Wir waren wild und unordentlich. Meine Ungezogenheiten, mein Trotz und
meine Hosen gaben den Dienstboden allzu häufig Anlasss zu Klagen.
Apropos
Hosen. Ich war so weit gediehen, dass meine Geschicklichkeit
und mein Schamgefühl es ablehnten, nir noch ferner die Hosenklappe von
Fanny schließen zu lassen. Aber der Besuch des Klos ohne sie war für
mich etwas Schreckliches.

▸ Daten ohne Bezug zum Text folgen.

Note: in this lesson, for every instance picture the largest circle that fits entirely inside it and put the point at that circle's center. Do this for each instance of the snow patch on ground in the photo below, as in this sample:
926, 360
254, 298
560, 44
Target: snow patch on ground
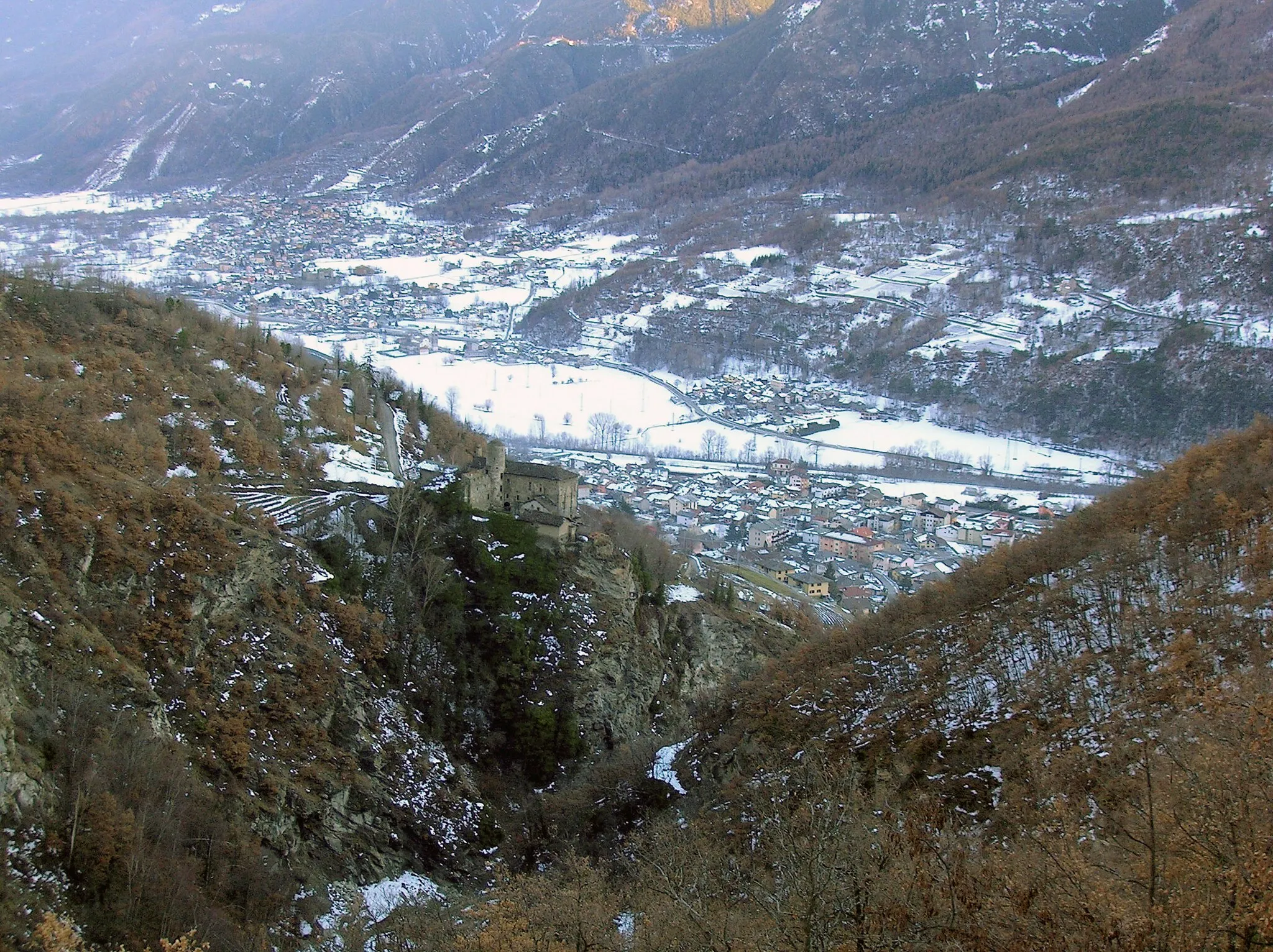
682, 593
347, 465
662, 766
1196, 213
71, 203
1064, 101
747, 256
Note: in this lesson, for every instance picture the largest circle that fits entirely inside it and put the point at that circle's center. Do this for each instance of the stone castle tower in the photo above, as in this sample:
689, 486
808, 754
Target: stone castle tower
484, 480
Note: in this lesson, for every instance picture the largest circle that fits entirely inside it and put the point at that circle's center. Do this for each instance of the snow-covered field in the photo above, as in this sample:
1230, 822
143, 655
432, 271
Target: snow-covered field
517, 279
555, 400
513, 396
71, 203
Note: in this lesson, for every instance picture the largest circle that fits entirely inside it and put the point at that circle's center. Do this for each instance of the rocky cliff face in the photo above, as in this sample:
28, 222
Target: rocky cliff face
658, 666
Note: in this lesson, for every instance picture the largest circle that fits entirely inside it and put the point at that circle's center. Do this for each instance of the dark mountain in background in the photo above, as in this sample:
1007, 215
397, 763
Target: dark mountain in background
906, 103
482, 102
176, 93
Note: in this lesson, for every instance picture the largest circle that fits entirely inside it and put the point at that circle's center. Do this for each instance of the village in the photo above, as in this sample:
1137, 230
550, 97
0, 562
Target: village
784, 531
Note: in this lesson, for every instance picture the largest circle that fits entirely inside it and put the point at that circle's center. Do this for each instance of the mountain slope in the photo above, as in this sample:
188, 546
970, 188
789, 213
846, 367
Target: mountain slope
895, 106
1065, 746
240, 657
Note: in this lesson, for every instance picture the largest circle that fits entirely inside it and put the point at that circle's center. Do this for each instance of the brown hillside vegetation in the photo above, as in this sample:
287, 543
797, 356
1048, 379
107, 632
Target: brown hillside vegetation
1068, 746
170, 679
210, 723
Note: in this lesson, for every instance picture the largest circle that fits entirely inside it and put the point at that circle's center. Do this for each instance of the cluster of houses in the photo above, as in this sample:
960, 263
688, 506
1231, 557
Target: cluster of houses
817, 535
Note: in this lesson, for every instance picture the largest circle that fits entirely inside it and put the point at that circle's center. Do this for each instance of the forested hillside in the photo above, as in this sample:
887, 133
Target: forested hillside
1066, 746
232, 674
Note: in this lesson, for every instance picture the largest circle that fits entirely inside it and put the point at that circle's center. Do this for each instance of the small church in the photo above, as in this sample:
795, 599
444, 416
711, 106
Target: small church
544, 495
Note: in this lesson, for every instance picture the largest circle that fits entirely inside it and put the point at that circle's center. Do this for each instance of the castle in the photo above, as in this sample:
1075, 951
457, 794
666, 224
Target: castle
544, 495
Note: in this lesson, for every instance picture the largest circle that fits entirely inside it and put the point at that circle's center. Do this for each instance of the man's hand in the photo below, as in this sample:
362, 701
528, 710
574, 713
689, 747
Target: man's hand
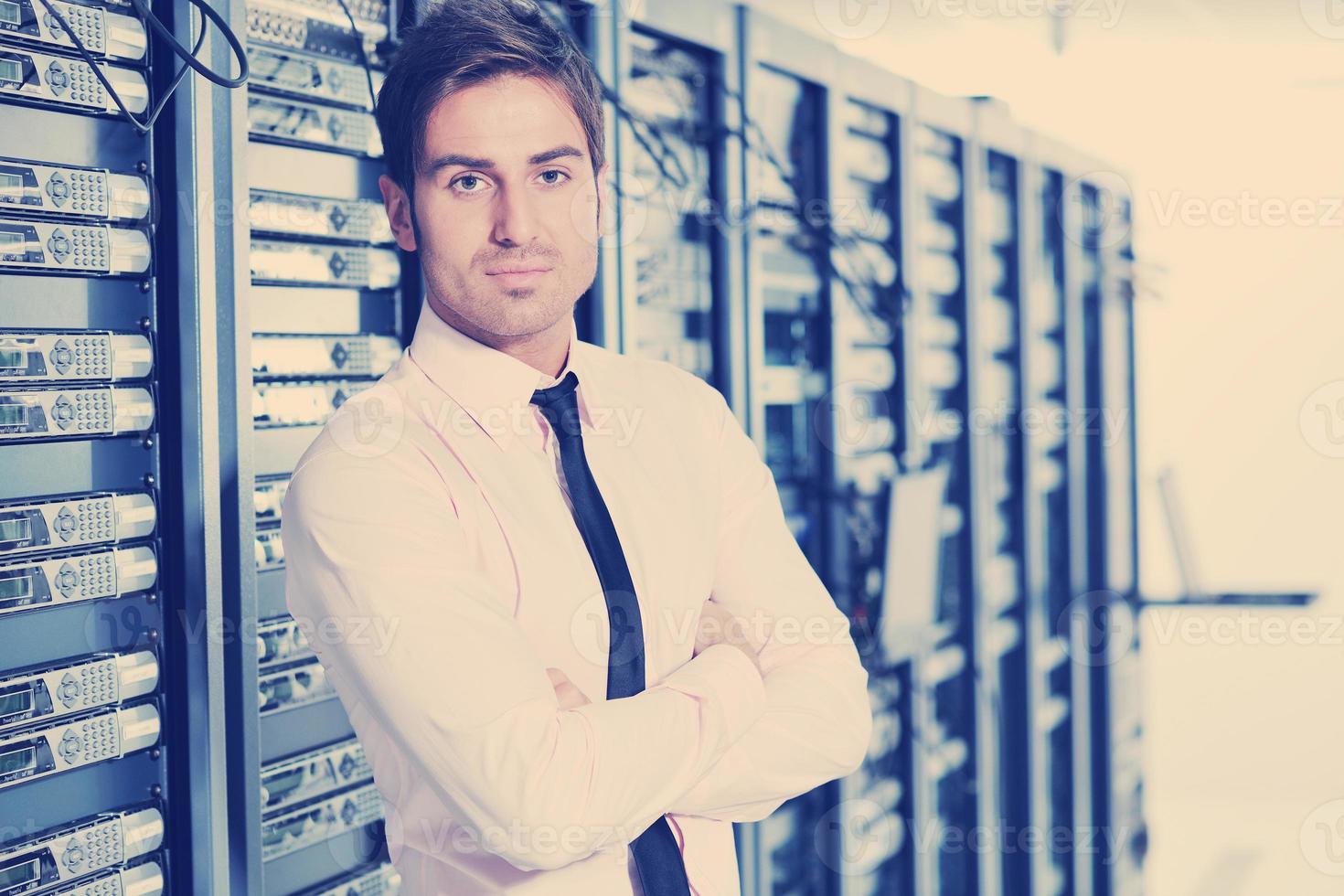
720, 626
566, 690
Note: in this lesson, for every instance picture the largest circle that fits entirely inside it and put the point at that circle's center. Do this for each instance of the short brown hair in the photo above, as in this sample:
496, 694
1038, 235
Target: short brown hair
460, 43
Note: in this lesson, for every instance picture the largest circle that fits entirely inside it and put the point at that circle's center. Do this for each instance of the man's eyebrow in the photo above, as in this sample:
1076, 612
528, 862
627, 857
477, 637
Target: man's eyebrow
475, 162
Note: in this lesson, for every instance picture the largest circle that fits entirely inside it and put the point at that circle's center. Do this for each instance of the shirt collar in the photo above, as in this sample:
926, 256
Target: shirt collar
492, 387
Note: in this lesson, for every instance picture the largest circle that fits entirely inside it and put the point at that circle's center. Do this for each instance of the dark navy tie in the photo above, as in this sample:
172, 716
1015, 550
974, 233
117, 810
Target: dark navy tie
656, 853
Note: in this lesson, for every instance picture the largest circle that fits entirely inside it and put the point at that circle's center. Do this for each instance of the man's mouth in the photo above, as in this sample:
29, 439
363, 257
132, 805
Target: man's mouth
517, 274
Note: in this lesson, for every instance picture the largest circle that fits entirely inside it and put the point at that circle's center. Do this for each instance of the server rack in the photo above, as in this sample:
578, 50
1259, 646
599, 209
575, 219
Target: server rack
1112, 601
877, 849
995, 280
322, 306
785, 78
937, 403
679, 262
91, 729
1060, 769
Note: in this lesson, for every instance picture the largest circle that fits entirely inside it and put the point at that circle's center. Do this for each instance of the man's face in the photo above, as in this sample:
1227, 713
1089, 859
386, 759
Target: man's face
507, 208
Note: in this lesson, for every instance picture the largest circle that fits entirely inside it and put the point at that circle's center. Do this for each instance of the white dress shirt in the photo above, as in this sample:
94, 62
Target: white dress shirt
437, 571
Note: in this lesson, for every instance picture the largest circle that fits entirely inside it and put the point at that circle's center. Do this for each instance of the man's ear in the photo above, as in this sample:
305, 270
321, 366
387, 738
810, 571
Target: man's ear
398, 206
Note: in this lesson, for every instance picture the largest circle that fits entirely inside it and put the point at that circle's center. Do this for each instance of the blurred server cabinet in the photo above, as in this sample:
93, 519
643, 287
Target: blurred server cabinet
785, 77
864, 429
937, 406
995, 274
325, 312
88, 724
1106, 446
674, 186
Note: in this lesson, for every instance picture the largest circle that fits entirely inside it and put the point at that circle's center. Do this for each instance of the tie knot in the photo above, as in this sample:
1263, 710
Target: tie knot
560, 404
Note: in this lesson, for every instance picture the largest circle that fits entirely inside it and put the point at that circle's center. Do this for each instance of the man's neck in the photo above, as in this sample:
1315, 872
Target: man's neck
545, 351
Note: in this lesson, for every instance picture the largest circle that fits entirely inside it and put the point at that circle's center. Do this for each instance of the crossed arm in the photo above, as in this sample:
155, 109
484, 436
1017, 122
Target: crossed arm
731, 739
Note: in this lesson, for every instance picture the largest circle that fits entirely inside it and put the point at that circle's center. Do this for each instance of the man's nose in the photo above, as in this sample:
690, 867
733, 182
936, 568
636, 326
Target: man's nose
515, 218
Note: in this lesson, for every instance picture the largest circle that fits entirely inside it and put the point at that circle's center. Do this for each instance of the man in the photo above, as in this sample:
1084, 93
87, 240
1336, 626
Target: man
601, 643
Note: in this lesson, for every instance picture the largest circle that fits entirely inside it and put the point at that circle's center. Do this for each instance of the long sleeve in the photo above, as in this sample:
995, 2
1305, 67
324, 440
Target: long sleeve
460, 689
818, 719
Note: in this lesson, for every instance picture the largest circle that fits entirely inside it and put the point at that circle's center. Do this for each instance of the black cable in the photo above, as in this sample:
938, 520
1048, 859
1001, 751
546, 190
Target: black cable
179, 50
363, 55
190, 57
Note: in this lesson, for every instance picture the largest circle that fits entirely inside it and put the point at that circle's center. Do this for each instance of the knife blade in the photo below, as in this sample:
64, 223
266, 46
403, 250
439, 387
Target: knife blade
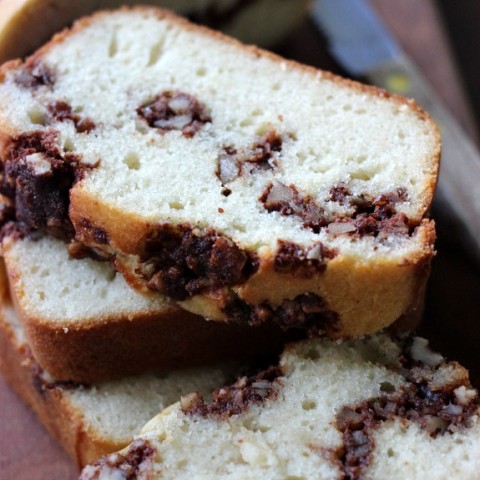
362, 44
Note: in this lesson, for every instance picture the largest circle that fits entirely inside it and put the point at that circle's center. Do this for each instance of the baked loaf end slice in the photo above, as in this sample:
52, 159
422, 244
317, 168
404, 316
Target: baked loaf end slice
394, 410
84, 323
91, 420
27, 24
244, 186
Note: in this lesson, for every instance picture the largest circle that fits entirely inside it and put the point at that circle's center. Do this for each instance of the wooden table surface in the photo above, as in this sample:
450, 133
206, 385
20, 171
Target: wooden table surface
452, 316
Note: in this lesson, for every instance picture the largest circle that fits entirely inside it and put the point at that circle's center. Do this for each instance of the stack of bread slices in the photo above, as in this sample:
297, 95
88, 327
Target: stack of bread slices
175, 207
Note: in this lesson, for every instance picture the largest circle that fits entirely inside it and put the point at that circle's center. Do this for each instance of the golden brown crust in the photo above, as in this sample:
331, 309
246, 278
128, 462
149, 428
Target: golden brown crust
55, 412
367, 297
96, 350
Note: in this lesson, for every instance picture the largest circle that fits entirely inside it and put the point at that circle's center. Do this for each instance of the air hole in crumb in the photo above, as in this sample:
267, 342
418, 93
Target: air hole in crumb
176, 205
263, 428
319, 168
311, 354
113, 46
68, 145
36, 116
132, 161
239, 227
246, 122
201, 71
309, 404
301, 157
141, 127
263, 129
155, 53
361, 175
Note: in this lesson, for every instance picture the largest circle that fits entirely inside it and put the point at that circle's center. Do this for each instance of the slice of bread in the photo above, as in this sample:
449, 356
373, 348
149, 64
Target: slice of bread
84, 323
92, 420
26, 24
243, 185
373, 408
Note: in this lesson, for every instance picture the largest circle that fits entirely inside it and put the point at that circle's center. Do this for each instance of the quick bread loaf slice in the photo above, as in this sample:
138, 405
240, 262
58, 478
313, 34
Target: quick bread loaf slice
26, 24
84, 323
92, 420
242, 185
374, 408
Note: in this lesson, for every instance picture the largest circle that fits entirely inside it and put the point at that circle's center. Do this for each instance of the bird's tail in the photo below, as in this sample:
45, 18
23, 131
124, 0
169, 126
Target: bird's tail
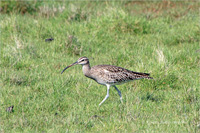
143, 75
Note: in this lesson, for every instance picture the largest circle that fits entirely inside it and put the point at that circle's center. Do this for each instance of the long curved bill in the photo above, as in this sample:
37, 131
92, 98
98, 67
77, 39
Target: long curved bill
69, 66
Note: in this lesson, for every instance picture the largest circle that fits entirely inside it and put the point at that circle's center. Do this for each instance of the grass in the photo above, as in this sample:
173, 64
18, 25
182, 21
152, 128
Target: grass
161, 38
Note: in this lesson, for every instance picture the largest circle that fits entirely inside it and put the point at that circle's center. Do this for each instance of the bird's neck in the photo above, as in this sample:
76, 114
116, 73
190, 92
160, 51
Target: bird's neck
86, 69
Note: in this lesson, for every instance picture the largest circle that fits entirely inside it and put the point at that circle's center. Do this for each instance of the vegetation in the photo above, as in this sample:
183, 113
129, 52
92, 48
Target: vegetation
161, 38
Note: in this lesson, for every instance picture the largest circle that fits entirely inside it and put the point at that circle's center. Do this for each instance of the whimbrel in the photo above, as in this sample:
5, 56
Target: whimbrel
108, 75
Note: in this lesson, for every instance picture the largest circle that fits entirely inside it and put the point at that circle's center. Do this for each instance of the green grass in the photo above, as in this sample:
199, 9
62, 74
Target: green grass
140, 36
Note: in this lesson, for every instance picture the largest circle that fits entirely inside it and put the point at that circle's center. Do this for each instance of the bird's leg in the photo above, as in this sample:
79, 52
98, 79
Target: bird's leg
108, 87
119, 92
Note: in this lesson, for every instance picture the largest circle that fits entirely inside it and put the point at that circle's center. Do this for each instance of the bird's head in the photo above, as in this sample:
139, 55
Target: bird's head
81, 61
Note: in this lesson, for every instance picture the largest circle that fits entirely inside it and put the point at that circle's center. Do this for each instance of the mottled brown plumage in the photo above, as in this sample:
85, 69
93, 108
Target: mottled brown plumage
108, 75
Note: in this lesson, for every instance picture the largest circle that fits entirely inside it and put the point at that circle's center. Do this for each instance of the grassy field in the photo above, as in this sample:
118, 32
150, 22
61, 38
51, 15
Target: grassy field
161, 38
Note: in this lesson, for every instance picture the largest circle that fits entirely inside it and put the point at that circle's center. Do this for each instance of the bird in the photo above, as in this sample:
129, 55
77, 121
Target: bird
108, 75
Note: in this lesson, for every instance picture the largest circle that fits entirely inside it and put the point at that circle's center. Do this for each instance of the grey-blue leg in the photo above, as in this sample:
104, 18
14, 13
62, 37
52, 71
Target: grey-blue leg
108, 87
119, 92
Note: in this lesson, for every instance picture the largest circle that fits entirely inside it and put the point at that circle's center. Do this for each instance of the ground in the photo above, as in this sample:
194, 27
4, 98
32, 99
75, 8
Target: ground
160, 38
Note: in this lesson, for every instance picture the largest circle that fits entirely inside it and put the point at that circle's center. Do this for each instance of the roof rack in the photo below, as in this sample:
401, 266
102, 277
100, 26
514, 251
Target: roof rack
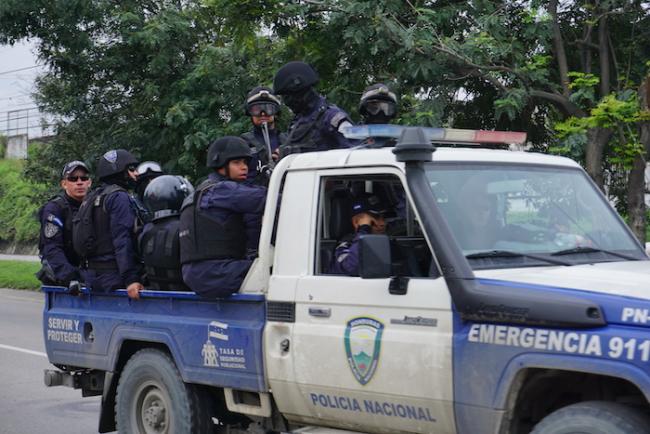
438, 135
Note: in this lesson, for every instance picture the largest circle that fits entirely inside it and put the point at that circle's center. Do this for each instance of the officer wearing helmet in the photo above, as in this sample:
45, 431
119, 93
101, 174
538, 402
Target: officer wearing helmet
60, 263
378, 104
147, 172
159, 241
221, 222
318, 125
104, 227
263, 107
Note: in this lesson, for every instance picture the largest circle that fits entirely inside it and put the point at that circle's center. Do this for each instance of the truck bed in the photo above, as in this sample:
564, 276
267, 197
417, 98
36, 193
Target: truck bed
213, 342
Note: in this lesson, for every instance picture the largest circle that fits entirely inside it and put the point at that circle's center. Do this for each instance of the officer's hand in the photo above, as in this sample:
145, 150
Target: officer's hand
133, 290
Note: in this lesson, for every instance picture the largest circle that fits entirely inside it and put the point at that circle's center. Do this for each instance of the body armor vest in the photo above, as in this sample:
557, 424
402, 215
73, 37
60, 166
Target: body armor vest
160, 250
202, 236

Denn ich glaubte an böse Geister, und gerade
in der Einsamkeit jener schmalen, düsteren Zelle empfand ich peinigende
Furcht. Während meines eiligen Aufenthaltes dort suchte ich das
unsichtbare Gespenst durch verlogen freundliche Worte oder Gedanken zu
beschwichtigen. In dem Moment aber, da ich das Lokal verlassen und die
Sicherheit des Korridors erreicht hatte, schmetterte ich die Tür hinter
mir zu und rief dem bösen Geist noch ein höhnisches Schimpfwort nach.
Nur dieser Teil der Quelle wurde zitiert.